I looked down; my ears were hot.
"Do you trust me, Nuru?"
I didn't answer. His closeness was messing with my head. I have no reason to feel self-conscious, I told my subconscious stubbornly. For a long moment I stared at the towel wrapped tightly around my body and noticed how much my hands were clinging it into place. God forbid it melted, anything could happen with how much heat radiated from his body.
"Yes..."
Roman widened his eyes in shock. This was not the answer he was expecting. "What? Not maybe, or no, but a stubborn yes?"
I frowned, confused. "Would you rather I change my answer?"
He moved closer still and then suddenly, he separated my legs with the push of his knee. "No... but you really shouldn't put your trust in me. Men are a tricky species."

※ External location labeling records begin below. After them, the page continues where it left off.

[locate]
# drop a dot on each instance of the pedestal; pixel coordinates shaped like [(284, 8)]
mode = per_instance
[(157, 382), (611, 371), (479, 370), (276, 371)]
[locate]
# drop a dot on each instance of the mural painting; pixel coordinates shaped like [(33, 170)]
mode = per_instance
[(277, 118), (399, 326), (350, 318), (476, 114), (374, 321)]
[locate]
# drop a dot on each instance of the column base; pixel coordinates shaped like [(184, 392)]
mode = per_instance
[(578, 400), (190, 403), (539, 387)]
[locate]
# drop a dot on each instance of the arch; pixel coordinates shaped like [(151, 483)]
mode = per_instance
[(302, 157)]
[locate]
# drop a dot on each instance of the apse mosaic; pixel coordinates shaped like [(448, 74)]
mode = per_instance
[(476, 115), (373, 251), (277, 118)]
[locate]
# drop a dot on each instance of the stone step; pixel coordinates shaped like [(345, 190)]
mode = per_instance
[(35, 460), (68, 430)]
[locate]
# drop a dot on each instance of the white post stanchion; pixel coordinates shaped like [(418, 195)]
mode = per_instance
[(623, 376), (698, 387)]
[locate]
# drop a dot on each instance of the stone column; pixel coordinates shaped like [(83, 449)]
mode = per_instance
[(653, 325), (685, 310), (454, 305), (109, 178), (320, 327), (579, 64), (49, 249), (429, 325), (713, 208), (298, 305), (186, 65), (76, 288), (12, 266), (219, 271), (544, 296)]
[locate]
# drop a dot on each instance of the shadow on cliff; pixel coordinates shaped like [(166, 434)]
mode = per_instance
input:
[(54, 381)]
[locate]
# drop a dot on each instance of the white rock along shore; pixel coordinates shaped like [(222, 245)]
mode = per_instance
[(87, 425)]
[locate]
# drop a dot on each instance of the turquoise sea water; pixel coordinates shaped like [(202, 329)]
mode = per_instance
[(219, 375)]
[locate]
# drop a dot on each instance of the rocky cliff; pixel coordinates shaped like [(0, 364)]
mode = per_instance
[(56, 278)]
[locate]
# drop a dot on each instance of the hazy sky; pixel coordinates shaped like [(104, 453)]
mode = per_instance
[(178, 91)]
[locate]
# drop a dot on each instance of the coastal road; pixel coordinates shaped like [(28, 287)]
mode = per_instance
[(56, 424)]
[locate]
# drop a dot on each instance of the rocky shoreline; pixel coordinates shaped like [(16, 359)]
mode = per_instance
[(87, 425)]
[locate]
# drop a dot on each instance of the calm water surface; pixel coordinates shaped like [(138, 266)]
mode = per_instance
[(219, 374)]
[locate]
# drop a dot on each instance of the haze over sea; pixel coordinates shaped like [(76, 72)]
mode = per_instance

He leaned over me with both hands braced on either side of my head. He was so close that I could taste his breath. Heart pounding already, I was momentarily unable to form a coherent thought. He began to kiss a trail from my cheek to my shoulder.
I gasped and my stomach jumped in spasms.
A smirk formed on his face as he moved his face closer to mine.
"You're not stealing my first kiss," I said weakly. But that's not how I'd intended my voice to be — weak, breathless — I was a strong woman dammit. I'd wanted it to be strong, firm, commanding but instead it was husky like, slurry, as though I was high on something.
"Oh yeah?" His voice had changed as well, I thought he sounded sleepy.
My breath caught in my throat as his hand went between my spread thighs.
I tried my best to squeeze my thighs back together but to no avail.
"Are you going to rape... me?" I was losing focus here, my words catching in my throat, his fingers creeping closer to my womanhood. I trembled in his grip.